Menurut laporan tersebut, 41% pemilik crypto yang disurvei secara global membeli crypto untuk pertama kalinya pada tahun 2021, termasuk lebih dari setengah pemilik crypto di Brasil sebesar 51%, Hong Kong sebesar 51% dan India sebesar 54%.
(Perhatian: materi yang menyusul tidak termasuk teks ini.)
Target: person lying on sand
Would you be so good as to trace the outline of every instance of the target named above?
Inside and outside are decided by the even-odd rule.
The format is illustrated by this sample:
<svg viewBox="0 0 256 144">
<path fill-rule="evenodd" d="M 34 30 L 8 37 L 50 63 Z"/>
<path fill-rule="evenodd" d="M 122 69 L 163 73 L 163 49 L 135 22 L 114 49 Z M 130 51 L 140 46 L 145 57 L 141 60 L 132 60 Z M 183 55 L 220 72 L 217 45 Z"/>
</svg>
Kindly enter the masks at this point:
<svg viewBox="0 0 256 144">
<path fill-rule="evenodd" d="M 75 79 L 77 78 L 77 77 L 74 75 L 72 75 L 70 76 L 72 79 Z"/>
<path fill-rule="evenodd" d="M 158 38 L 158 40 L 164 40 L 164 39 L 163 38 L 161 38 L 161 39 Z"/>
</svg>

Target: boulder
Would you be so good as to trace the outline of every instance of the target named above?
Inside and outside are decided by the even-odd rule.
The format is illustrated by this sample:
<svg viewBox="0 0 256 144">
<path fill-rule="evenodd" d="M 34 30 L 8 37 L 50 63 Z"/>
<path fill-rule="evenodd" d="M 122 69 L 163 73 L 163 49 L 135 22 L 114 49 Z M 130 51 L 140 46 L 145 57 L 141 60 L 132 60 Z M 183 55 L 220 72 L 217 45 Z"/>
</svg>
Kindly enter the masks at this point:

Studi tersebut, berdasarkan survei terhadap 30.000 orang dewasa di 20 negara di enam benua, juga menegaskan bahwa inflasi dan devaluasi mata uang adalah pendorong kuat adopsi kripto, terutama di negara-negara pasar berkembang (EM):
“Responden di negara-negara yang telah mengalami 50% atau lebih devaluasi mata uang mereka terhadap USD selama 10 tahun terakhir lebih dari 5 kali lebih mungkin untuk mengatakan bahwa mereka berencana untuk membeli crypto di tahun mendatang daripada di negara-negara yang mengalami kurang dari 50% devaluasi mata uang.”
Mata uang Brasil, yang asli, mengalami devaluasi 218% — menunjukkan inflasi tinggi — terhadap dolar Amerika Serikat antara tahun 2011 dan 2021, dan 45% orang Brasil yang disurvei oleh Gemini mengatakan bahwa mereka berencana untuk membeli crypto di tahun mendatang.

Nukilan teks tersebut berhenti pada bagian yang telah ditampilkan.